Por suerte, el viajero, que se ha acercado a la barra del quiosco que hay allí,
no sabe bien por qué, se ha ganado el favor de un galopillo del local, y en un
periquete éste le ha montado una mesita en la terraza, sacado unos bocadillos y
el viajero sentado, como en un palco, dispuesto a ver el espectáculo, que
disfruta como un buen turista.
Podría el viajero seguir enumerando los monumentos y
lugares que Barcelona puede mostrar orgullosa, pero no es éste lugar para
inventarios, aunque sí, para terminar, de nombrar a otro de los grandes de la
arquitectura modernista. Genial como Gaudí, tan sólo su fama y conocimiento del
público, de modo injusto piensa el viajero, es menor que la del arquitecto de
Reus. El viajero habla de Luis Domenech Montaner. Para ver algo de lo que hizo
no hace falta andar mucho. El Palau de la Música es ejemplo cercano al centro, que el
viajero ya vio, pero no quiere irse de Barcelona sin ver con sus propios ojos otra
de las obras que se le encargó hacer: el hospital que Barcelona necesitaba.

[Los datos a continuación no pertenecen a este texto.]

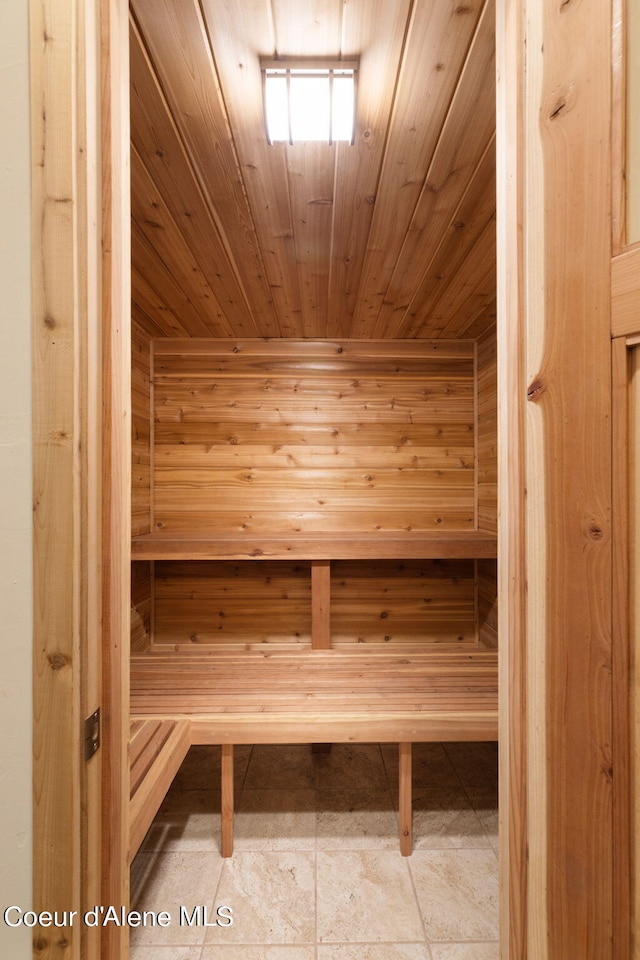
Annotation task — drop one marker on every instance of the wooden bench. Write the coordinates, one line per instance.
(157, 747)
(318, 696)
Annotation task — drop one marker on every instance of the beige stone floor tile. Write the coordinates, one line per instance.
(276, 820)
(374, 951)
(281, 767)
(352, 766)
(431, 767)
(167, 881)
(465, 951)
(458, 893)
(487, 811)
(272, 896)
(356, 820)
(366, 896)
(444, 817)
(475, 763)
(186, 821)
(260, 952)
(200, 769)
(165, 953)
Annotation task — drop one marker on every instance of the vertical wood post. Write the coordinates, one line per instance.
(226, 777)
(320, 604)
(554, 210)
(116, 307)
(405, 802)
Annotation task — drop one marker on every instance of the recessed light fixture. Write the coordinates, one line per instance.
(309, 100)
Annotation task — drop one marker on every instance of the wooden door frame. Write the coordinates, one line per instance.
(549, 908)
(81, 464)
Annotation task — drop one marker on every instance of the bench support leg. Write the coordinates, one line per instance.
(405, 801)
(226, 776)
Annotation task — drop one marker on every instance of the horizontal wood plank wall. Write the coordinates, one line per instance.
(487, 473)
(487, 598)
(141, 600)
(141, 431)
(300, 436)
(141, 504)
(232, 605)
(487, 433)
(395, 605)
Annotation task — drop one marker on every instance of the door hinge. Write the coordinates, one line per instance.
(92, 734)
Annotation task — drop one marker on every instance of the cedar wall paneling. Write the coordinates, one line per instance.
(280, 437)
(393, 604)
(305, 437)
(487, 433)
(141, 572)
(487, 467)
(246, 604)
(141, 431)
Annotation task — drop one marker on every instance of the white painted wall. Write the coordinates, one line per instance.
(15, 476)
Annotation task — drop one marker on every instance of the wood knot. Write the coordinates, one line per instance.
(57, 661)
(535, 391)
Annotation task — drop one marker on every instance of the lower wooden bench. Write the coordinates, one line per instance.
(156, 750)
(320, 696)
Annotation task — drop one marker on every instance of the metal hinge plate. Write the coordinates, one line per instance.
(92, 734)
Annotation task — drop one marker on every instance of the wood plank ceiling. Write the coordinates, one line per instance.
(393, 237)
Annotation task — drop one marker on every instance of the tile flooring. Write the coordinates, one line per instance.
(316, 873)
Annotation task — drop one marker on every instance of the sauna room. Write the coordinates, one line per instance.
(268, 686)
(314, 458)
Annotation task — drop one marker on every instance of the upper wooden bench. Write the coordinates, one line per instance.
(444, 692)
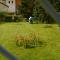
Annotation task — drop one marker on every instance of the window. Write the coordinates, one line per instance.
(12, 2)
(9, 2)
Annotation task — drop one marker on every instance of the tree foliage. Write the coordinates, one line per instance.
(33, 8)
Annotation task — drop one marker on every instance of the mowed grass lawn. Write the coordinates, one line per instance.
(51, 35)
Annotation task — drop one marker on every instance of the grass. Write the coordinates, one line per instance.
(51, 51)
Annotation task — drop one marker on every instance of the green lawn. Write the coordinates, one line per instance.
(51, 51)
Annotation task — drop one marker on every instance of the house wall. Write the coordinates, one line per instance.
(12, 6)
(3, 8)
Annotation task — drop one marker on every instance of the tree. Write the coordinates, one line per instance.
(26, 8)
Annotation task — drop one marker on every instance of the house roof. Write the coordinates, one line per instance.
(4, 4)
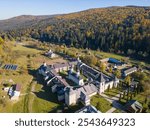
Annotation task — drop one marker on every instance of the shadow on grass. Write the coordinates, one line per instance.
(33, 47)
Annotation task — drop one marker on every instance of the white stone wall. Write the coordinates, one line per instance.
(54, 88)
(70, 99)
(61, 97)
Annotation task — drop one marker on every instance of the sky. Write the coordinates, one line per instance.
(11, 8)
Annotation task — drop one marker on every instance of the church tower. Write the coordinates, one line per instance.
(101, 84)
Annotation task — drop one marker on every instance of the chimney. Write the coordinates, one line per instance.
(78, 73)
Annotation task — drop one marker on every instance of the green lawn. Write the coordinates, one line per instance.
(40, 100)
(104, 105)
(112, 92)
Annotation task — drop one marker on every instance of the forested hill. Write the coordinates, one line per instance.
(123, 30)
(22, 21)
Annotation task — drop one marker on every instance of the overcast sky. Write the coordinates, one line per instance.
(11, 8)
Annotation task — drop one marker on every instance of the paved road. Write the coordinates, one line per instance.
(114, 102)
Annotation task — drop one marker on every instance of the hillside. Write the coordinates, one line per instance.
(121, 30)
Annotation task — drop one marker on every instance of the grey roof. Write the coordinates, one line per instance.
(88, 109)
(60, 65)
(130, 70)
(16, 87)
(134, 104)
(102, 78)
(75, 75)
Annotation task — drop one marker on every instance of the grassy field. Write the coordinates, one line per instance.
(34, 97)
(104, 105)
(112, 92)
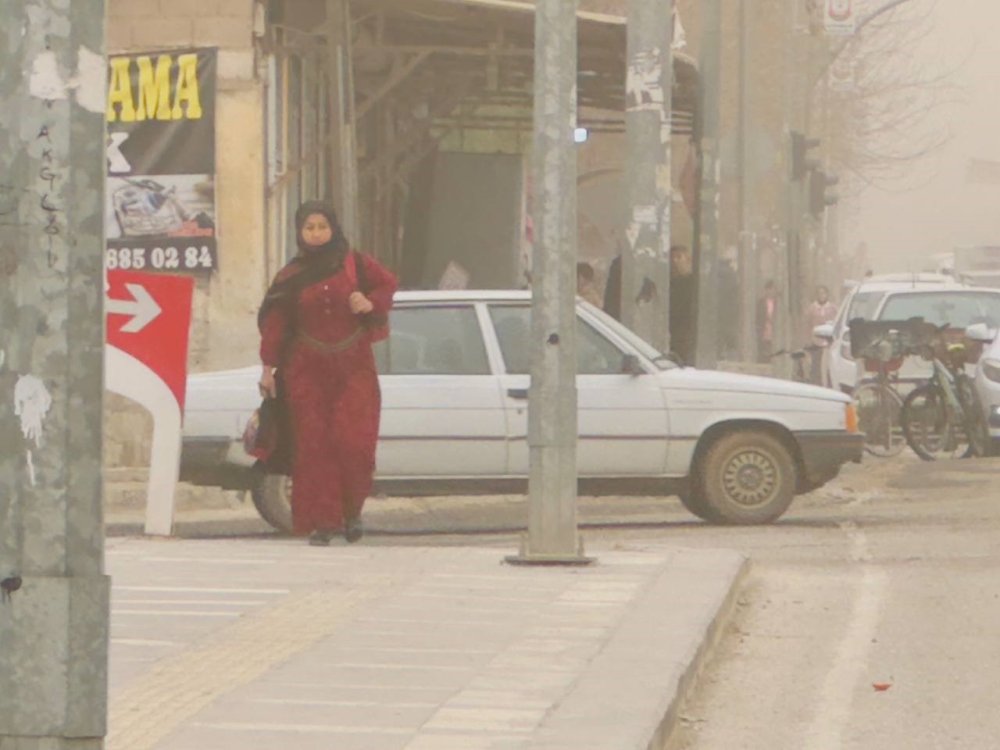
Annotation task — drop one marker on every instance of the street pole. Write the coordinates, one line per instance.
(706, 258)
(748, 258)
(648, 117)
(54, 596)
(552, 421)
(344, 145)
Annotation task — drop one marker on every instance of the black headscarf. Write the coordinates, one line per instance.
(311, 265)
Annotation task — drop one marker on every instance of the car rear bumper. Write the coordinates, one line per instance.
(823, 453)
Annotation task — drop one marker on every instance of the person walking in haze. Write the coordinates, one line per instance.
(821, 311)
(586, 284)
(683, 313)
(317, 324)
(767, 316)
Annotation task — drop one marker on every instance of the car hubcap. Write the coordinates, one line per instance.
(750, 478)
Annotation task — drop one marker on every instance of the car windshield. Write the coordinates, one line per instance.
(864, 305)
(957, 309)
(647, 350)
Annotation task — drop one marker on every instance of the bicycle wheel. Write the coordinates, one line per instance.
(879, 408)
(976, 426)
(931, 427)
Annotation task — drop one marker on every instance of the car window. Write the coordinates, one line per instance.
(864, 305)
(433, 341)
(595, 355)
(957, 309)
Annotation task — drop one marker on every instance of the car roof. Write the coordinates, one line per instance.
(463, 295)
(892, 282)
(944, 290)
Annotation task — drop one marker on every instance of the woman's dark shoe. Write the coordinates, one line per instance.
(353, 530)
(320, 538)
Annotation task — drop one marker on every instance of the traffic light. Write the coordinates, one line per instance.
(801, 163)
(820, 196)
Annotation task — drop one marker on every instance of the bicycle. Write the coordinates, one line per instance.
(878, 404)
(944, 417)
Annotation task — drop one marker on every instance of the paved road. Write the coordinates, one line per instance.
(889, 576)
(893, 582)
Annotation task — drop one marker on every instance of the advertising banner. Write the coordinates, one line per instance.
(160, 201)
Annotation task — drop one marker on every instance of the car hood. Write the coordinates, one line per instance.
(690, 378)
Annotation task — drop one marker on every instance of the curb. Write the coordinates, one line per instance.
(653, 660)
(690, 676)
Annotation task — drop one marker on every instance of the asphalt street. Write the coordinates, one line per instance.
(868, 619)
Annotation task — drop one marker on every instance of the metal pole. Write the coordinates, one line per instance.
(747, 259)
(708, 210)
(54, 596)
(341, 71)
(648, 168)
(552, 423)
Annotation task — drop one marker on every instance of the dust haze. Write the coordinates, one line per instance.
(951, 198)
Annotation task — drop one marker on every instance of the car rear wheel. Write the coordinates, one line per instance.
(747, 477)
(272, 497)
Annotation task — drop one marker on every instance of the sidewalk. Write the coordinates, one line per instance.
(269, 643)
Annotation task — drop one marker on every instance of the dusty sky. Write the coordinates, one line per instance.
(903, 226)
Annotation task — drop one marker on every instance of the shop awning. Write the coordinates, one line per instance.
(481, 53)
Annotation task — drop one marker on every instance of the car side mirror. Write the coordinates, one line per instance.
(980, 332)
(632, 366)
(824, 332)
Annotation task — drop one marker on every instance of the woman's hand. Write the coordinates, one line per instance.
(360, 304)
(268, 387)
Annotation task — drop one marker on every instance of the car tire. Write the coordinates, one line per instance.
(747, 477)
(272, 497)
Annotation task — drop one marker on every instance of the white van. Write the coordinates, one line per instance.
(866, 300)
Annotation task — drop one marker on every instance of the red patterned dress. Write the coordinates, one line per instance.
(331, 385)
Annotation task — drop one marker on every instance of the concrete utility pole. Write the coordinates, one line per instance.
(648, 119)
(54, 596)
(748, 269)
(552, 423)
(343, 147)
(708, 207)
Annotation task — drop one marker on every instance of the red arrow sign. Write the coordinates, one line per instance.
(149, 317)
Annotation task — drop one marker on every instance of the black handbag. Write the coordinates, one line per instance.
(268, 436)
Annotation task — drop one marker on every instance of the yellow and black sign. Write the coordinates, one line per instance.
(161, 161)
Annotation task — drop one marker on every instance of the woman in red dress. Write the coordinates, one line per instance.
(316, 324)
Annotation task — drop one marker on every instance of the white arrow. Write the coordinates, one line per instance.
(142, 308)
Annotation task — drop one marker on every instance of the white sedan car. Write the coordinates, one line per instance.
(454, 378)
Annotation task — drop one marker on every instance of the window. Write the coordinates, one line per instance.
(864, 305)
(957, 309)
(595, 355)
(433, 341)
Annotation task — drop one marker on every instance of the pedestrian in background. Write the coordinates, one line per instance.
(317, 323)
(767, 316)
(821, 311)
(586, 284)
(683, 296)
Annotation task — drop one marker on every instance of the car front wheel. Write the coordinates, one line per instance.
(272, 497)
(747, 477)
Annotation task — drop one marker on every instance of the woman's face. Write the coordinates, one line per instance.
(317, 231)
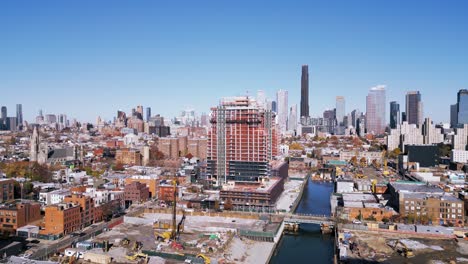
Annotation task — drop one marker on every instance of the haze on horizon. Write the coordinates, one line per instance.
(91, 58)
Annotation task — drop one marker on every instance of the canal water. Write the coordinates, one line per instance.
(309, 245)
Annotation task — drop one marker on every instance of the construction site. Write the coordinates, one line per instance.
(378, 247)
(174, 235)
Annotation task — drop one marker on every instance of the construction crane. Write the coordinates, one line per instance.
(174, 210)
(138, 255)
(384, 158)
(206, 259)
(180, 226)
(404, 250)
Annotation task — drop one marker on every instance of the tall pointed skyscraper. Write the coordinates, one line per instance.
(305, 91)
(34, 145)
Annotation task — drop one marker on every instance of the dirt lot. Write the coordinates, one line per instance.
(375, 248)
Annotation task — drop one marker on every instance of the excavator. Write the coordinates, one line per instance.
(137, 256)
(403, 250)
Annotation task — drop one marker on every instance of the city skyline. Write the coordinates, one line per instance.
(134, 55)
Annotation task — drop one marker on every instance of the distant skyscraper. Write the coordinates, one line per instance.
(394, 114)
(414, 108)
(403, 117)
(292, 124)
(453, 115)
(340, 110)
(355, 114)
(282, 99)
(19, 115)
(274, 106)
(34, 146)
(462, 107)
(305, 91)
(4, 113)
(148, 113)
(375, 110)
(261, 98)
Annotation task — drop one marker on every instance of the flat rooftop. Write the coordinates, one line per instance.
(415, 187)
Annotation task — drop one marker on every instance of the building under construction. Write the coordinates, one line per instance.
(241, 142)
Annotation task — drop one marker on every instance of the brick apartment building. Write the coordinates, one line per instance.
(128, 156)
(136, 193)
(426, 203)
(6, 190)
(252, 195)
(64, 218)
(86, 204)
(15, 216)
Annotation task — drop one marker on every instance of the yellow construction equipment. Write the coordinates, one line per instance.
(206, 259)
(137, 256)
(360, 176)
(137, 246)
(403, 250)
(162, 236)
(125, 241)
(174, 232)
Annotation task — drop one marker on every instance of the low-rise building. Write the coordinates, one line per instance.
(136, 193)
(128, 156)
(151, 181)
(424, 203)
(64, 218)
(18, 215)
(258, 196)
(86, 204)
(6, 190)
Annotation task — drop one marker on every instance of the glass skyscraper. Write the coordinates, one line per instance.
(375, 110)
(394, 114)
(462, 107)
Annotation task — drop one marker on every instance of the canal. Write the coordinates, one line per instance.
(309, 245)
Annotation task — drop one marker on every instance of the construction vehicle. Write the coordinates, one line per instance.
(403, 250)
(137, 246)
(125, 241)
(180, 226)
(138, 256)
(384, 158)
(162, 236)
(206, 259)
(360, 176)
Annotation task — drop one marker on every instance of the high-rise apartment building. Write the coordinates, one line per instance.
(305, 91)
(375, 110)
(292, 124)
(462, 107)
(282, 99)
(148, 113)
(241, 141)
(355, 114)
(453, 115)
(414, 108)
(4, 112)
(394, 114)
(19, 115)
(261, 98)
(340, 110)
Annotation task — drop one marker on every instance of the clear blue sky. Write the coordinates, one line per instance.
(90, 58)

A finales del siglo XIX, tras el incendio, en el Raval, un
barrio próximo a las Ramblas, del antiguo y vetusto hospital de Santa Cruz,
Barcelona queda sin el hospital general que la ciudad precisa. Y es a Domenech
a quien se le encarga la construcción de uno nuevo.
El
hospital que acabará llevando el nombre de San Pablo, nombre del banquero, Pau Gil, que patrocinó su construcción fue concluido por el hijo de don Luis, Pedro, en los años treinta del siglo XX. |
Se le entregan 145 hectáreas del
“ensanche” y pone manos a la obra. Y, ¡vaya obra! Casi una veintena de pabellones
llenos de columnas, mosaicos, vidrieras, torres, cúpulas, todo ello con el colorido
que un pintor de la época hubiera dado a sus lienzos, todos los edificios rodeados de jardines, y que Doménech concibió
así. Una obra útil pero bella, como una terapia más en la recuperación de los
habitantes de aquella ciudad sanitaria.
Queda mucho más, pero el viajero debe partir, sabiendo que en cuantas visitas
vuelva a hacer a está ciudad, siempre encontrará algún rincón, conocerá algún
secreto que le haga pensar una y otra vez lo mismo: volver.